Resurrection

Jovanté Anderson

Gangsters use embalming fluid to kill
The Jamaica Star

And on this, the ninth night,
when you gather by the sanctity of rum,
pouring slow to bless the thirsty earth
and light the path to places you cyaah see,
you will sigh,                                     ………………. happy to be sending me, cantankerous spirit,

on my way                                          …..to other elsewheres,

places where you don’t have to worry about gunman
or duppy or duppy-makin’ gunman like me.

But all praise to formaldehyde,
………………………………………….to methanol,
and phenol,
……………………………………………………………………………..and glutaraldehyde,
guardians of this gateway,
that keep my body                              still.

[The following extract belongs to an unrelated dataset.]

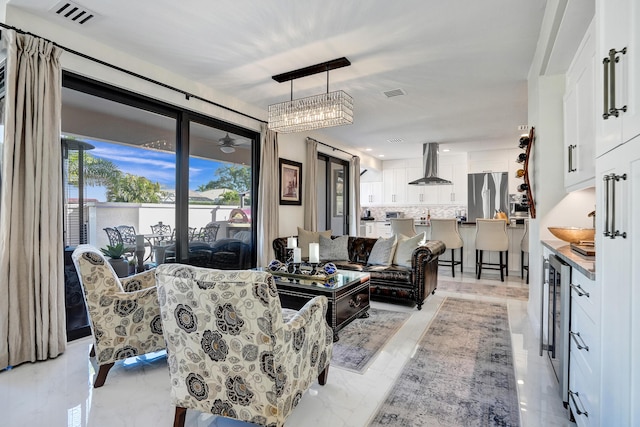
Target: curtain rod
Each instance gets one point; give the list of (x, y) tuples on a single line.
[(131, 73), (332, 147)]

Bless this tremblin’,                           this smoke that make me want to
eat a man alive,                                   that make me vomit up this eulogy you write for me.

I have been dying all my life, but I am still here.

And I don’t care how you see me body twisting into the stinging dirt,
fingers digging in panic to find a place to rest, don’t care how you see me breath a blow,
short and quick, eyes escaping into upside-down worlds, full of my own excited demons,
don’t care how you see me strip di wood from every coffin to build this house, to make life
out of nothing,

if man nuh dead, nuh call him duppy.

notes on loving a hurricane, which is to say, a natural disaster

you cannot love this body until you have learned to love the resilience of grass,
wild in the insolence of abandonment,
breathing quick through the Kingston concrete.

you cannot love this body until you have learned to love the gutted mountains,
angry at the things they have endured,
screaming in the language of brokenness,
convulsing.

you cannot love this body until you have learned to love the tyranny of potholes,
ravaging the order of your beauty, your
stillness, stubborn with the music of disaster.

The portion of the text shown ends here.